Friday, March 13, 2009

Excerpt from 'Different Kinds of Heaven' (formerly 'Zoe and May')

Mayflower, he called her, for the corolla of blonde hair that haloed her face. But this was not promising, since his pot plants never did well. He tried to guess if they wanted sun or water, and always seemed to jump the wrong way. As for May, he never knew what to cook for her. He found she’d eat bolognaise, so he made her that until one day she said, I don’t like bolognaise, and that was that. So he struck on the idea of fish-fingers—he felt absurdly pleased with the inspiration—and this kept him going for a while.

 Entertainment was a bigger problem. He bought a huge box of Lego for her after the first disastrous weekend, but she was always demanding his participation. He could not understand why something as seemingly easy as playing with Lego people could be so exhausting. Fifteen minutes and he’d be unable to sit upright anymore; he’d slump to the floor beside her, utterly drained. He was in a Lego gulag. His suffering passed May by. Her Lego people cheerfully conquered the mountains of his chest, danced on the pinnacle of his nose. He let it wash over him. It was all okay so long as he didn’t have to raise a muscle. And all this killed half an hour, then she would ask him, what now Dad? and he really couldn’t think of a thing. How on earth did Cathy make the hours pass?

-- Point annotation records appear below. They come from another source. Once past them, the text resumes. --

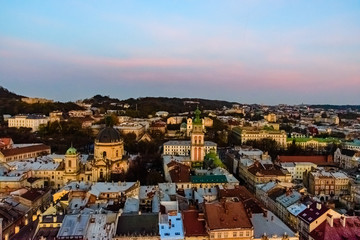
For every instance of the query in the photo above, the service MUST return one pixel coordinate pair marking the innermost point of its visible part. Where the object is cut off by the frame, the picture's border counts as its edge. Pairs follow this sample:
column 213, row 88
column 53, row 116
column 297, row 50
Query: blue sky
column 247, row 51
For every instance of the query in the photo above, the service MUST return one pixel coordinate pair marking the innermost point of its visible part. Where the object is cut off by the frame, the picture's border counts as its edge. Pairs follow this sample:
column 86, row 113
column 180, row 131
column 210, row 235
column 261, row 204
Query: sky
column 248, row 51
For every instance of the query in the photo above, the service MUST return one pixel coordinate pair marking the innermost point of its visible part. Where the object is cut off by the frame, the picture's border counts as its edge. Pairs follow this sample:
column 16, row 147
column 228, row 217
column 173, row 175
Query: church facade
column 108, row 159
column 192, row 152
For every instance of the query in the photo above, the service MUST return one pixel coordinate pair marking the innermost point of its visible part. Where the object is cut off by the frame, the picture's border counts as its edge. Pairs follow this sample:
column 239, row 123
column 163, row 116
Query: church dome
column 71, row 151
column 108, row 135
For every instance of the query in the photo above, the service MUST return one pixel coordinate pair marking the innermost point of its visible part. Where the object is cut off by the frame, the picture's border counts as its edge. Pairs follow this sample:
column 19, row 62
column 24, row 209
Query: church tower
column 72, row 164
column 197, row 138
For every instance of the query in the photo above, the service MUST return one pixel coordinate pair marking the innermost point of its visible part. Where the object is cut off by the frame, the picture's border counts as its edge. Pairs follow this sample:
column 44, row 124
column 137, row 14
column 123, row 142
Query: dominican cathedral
column 108, row 161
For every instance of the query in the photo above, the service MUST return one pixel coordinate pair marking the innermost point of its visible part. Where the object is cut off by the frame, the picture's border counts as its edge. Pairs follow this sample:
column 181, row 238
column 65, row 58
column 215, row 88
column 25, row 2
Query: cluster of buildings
column 242, row 194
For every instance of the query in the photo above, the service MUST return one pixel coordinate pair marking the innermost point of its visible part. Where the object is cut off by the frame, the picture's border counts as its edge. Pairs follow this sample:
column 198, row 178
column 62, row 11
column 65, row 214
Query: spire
column 197, row 119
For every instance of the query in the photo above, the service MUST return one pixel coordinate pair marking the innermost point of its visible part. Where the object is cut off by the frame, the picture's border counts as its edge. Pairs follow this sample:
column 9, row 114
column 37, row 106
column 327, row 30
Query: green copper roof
column 71, row 151
column 197, row 119
column 328, row 140
column 209, row 179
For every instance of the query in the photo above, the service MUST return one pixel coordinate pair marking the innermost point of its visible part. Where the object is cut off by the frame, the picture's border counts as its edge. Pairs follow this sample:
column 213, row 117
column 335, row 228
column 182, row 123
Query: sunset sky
column 251, row 51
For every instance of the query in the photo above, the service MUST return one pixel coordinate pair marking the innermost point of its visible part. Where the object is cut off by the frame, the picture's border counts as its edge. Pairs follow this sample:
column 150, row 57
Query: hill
column 142, row 107
column 4, row 93
column 10, row 103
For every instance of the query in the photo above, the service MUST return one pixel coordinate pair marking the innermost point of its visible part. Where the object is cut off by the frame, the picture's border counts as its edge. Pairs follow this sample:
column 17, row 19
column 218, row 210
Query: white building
column 28, row 121
column 347, row 158
column 297, row 169
column 170, row 221
column 182, row 148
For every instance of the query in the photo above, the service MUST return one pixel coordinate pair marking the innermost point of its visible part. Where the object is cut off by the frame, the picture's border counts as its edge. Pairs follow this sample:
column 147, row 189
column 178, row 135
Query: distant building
column 326, row 185
column 347, row 158
column 36, row 100
column 312, row 143
column 196, row 148
column 80, row 113
column 297, row 169
column 161, row 114
column 6, row 143
column 28, row 121
column 278, row 136
column 271, row 117
column 25, row 151
column 313, row 216
column 337, row 228
column 227, row 220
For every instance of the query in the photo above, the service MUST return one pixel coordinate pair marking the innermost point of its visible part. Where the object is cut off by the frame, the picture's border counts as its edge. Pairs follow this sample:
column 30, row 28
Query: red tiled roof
column 314, row 159
column 226, row 215
column 34, row 194
column 193, row 224
column 22, row 150
column 313, row 212
column 5, row 142
column 351, row 231
column 248, row 199
column 265, row 169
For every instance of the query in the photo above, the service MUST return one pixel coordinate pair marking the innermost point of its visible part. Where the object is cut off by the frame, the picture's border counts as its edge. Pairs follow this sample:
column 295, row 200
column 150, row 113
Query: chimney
column 343, row 220
column 330, row 220
column 265, row 213
column 318, row 206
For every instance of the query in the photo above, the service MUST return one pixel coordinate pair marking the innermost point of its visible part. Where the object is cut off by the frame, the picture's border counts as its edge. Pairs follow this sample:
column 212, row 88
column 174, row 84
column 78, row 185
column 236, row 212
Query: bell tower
column 197, row 138
column 72, row 165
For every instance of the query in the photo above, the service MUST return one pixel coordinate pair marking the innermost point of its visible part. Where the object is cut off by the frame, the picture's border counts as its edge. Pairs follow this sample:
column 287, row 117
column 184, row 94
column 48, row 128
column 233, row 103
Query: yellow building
column 271, row 117
column 278, row 136
column 28, row 121
column 108, row 155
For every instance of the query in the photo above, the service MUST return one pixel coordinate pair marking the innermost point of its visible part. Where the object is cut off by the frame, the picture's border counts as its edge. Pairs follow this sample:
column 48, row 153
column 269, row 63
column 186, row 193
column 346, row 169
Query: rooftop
column 194, row 224
column 226, row 215
column 136, row 225
column 74, row 226
column 313, row 212
column 351, row 231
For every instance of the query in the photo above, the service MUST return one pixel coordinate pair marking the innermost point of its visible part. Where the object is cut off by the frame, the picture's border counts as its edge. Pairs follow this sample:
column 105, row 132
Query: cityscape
column 180, row 120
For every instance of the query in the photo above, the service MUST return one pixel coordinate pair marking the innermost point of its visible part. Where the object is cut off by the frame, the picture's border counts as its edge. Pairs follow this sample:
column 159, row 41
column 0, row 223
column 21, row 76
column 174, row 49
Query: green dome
column 71, row 151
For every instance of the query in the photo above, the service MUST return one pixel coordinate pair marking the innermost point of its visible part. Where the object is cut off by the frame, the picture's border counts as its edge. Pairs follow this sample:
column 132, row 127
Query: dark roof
column 313, row 212
column 32, row 179
column 319, row 160
column 226, row 215
column 348, row 152
column 276, row 192
column 179, row 172
column 108, row 135
column 265, row 169
column 135, row 225
column 194, row 224
column 22, row 150
column 351, row 231
column 248, row 199
column 209, row 179
column 47, row 232
column 34, row 194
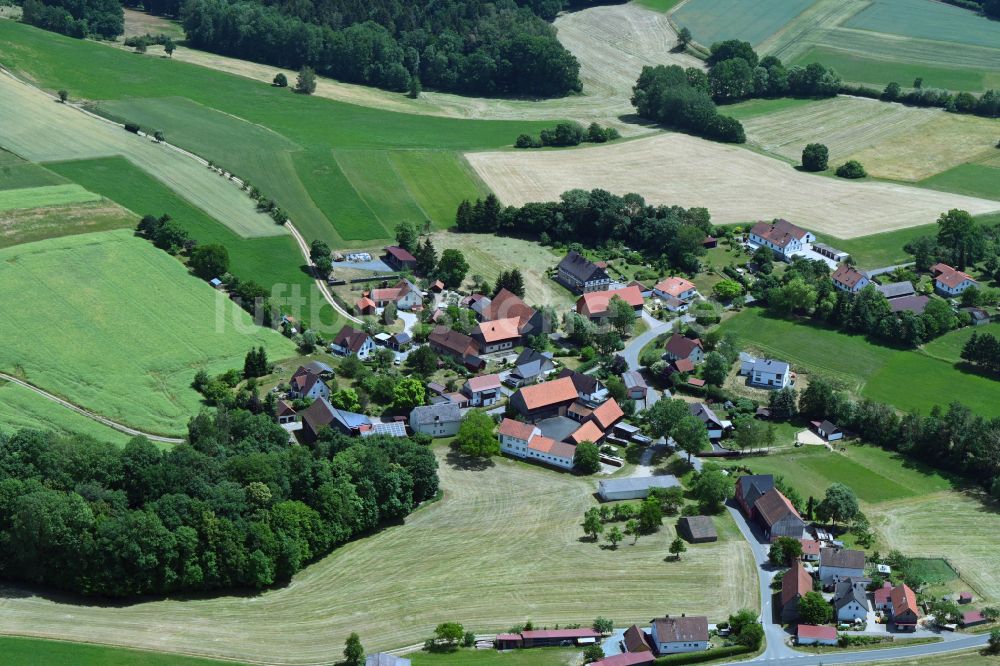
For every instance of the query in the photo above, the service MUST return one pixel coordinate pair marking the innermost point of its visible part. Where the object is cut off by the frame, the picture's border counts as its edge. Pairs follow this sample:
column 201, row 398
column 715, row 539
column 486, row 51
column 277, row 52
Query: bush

 He took her to the Collingwood Children’s Farm, where for a time he thought he’d failed again, until he understood that this stillness, this sombre concentration, was her expression of rapture. She held the guinea pigs like a sacred responsibility. Then afterwards they walked along the Yarra in a fine wash of sunlight, past the serrated skyline of the old factories, the embankments of yellow sour subs. She picked the fattest ones and happily chomped their squeaky stems from the nub up, a childhood delicacy he remembered well, though the taste disgusted him when he had a nibble for old time’s sake.

 Dad, how does the river know which way to go? she asked him.

 It goes downhill.

 It’s not going downhill. It’s going flat.

 It’s very slightly downhill—this outrageous statement a cause for obvious consternation.

 They walked a while longer in silence, and he could see her mind ticking over, puzzling something out. Then she said: What if I don’t like heaven Dad? I mean, when I die?

 You will. Everyone likes heaven.

 Are there different kinds of heaven for different people? 

I don’t know sweetie. Maybe you get what you want. Maybe your heaven would be a garden with the hugest sour subs.

 She walked silently for a while, studying the river, the people quietly whirring by on their bicycles. Then she said, cheerfully, definitively: My heaven would just be a normal life!

 He knew what she meant: that this was enough, right here, right now, and she could foresee not a single shadow. Her innocence exposed the true love he had for her, a love that was almost an oppression. His own heart was armoured and weary, and protected because he considered himself disposable, not really so important. But loving her made a break in his defences through which pain could get in again, along with the light. Against this weakness there was no possible protection.